According to the load-to-failure test results, MZLV showed lower values (261.79 ± 42.21, 289.10 ± 28.70 N) than LDLV (336.22 ± 31.27, 339.89 ± 36.23 N) at thicknesses of 0.7 and 1.0 mm, while demonstrating higher values at a thickness of 0.5 mm (271.13 ± 38.18, 228.39 ± 76.54 N). While there was no significant difference in load-to-failure values between different thicknesses of MZLVs, LDLVs with a thickness of 0.5 mm exhibited significantly lower results than those with thicknesses of 0.7 mm and 1.0 mm. When comparing the materials, a notable difference in thickness is evident. Although LDLVs with thicknesses of 0.7 mm and 1.0 mm demonstrated higher load-to-failure values, LDLVs with a thickness of 0.5 mm exhibited a significantly smaller difference compared to MDLVs with the same thickness. This variance may be attributed to the increased occurrence of adhesive failure in MDLVs with thicknesses of 0.7 mm and 1.0 mm.

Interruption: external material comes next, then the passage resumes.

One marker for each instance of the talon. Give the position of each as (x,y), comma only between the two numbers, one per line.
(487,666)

Previous studies [14, 38] have consistently demonstrated a decrease in load-to-failure values as the thickness of LDLVs decreases. The findings of the present study align closely with these established trends in the literature.

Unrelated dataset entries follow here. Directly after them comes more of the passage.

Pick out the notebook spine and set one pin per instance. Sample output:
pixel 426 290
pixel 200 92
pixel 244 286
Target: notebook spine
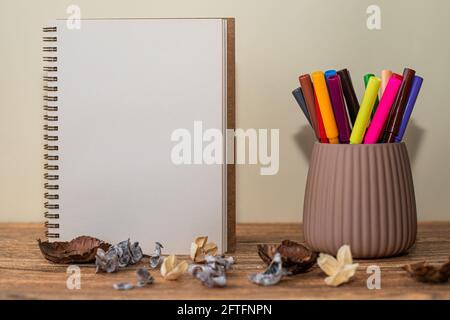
pixel 51 157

The failure mode was impacted by both the type of material and, as expected, the thickness of the material. According to the failure mode analysis in the present study, debonding is identified as the predominant cause of failure for zirconia restorations across all thicknesses, and for lithium disilicate laminate veneers at thicknesses of 0.7 and 1 mm. Conversely, laminate fractures become more prevalent in LDLV at a thickness of 0.5 mm.

A palatal butt-joint finish line was utilized in the present study and no instances of root fracture were observed in any of the materials or thicknesses examined. A meta-analysis of in vitro studies conducted by Da Costa et al. [39] concluded that while there was no statistical difference in ceramic fractures between both preparation types, the butt joint incisal preparation potentially offers greater advantages compared to the palatal chamfer in terms of ceramic fracture incidence and tooth fracture occurrence. The lack of root fracture can be attributed to the findings documented by Da Costa et al. [39].

The authors acknowledge the limitations of correlations between in vitro simulations of intraoral function. Specifically, the simulations conducted in this study did not incorporate thermal or mechanical load cycling. Nevertheless, the data obtained on failure mode and marginal adaptation provide valuable insights into the biomechanical properties of these dental materials. Further, in vivo studies are warranted to ascertain the longevity of zirconia veneers in the oral environment and to investigate their modes of failure.

Conclusions

The success of laminate veneer restorations is influenced by both the selection of materials and the thickness of the restoration. Across all thicknesses, the vertical marginal fit of MZLV is superior to that of LDLV. Additionally, LDLV demonstrates lower load-to-failure values compared to MZLV in samples with a thickness of only 0.5 mm, while the load-to-failure value is higher in LDLV than in MZLV for thicknesses of 0.7 mm and 1.0 mm. Furthermore, lamina fracture emerges as the most common failure mode in LDLV. Restoration fracture represents the catastrophic failure of laminate veneer restorations, necessitating restoration reproduction. While debonding is the most frequent failure in MZLV restorations, it should be noted that this failure does not lead to catastrophic consequences. Thus, addressing this failure is clinically more straightforward and cost-effective. Considering all these factors, including clinical parameters, MZLV restorations may be considered a viable alternative to LDLV restorations when opting for a thin laminate veneer restoration of 0.5 mm.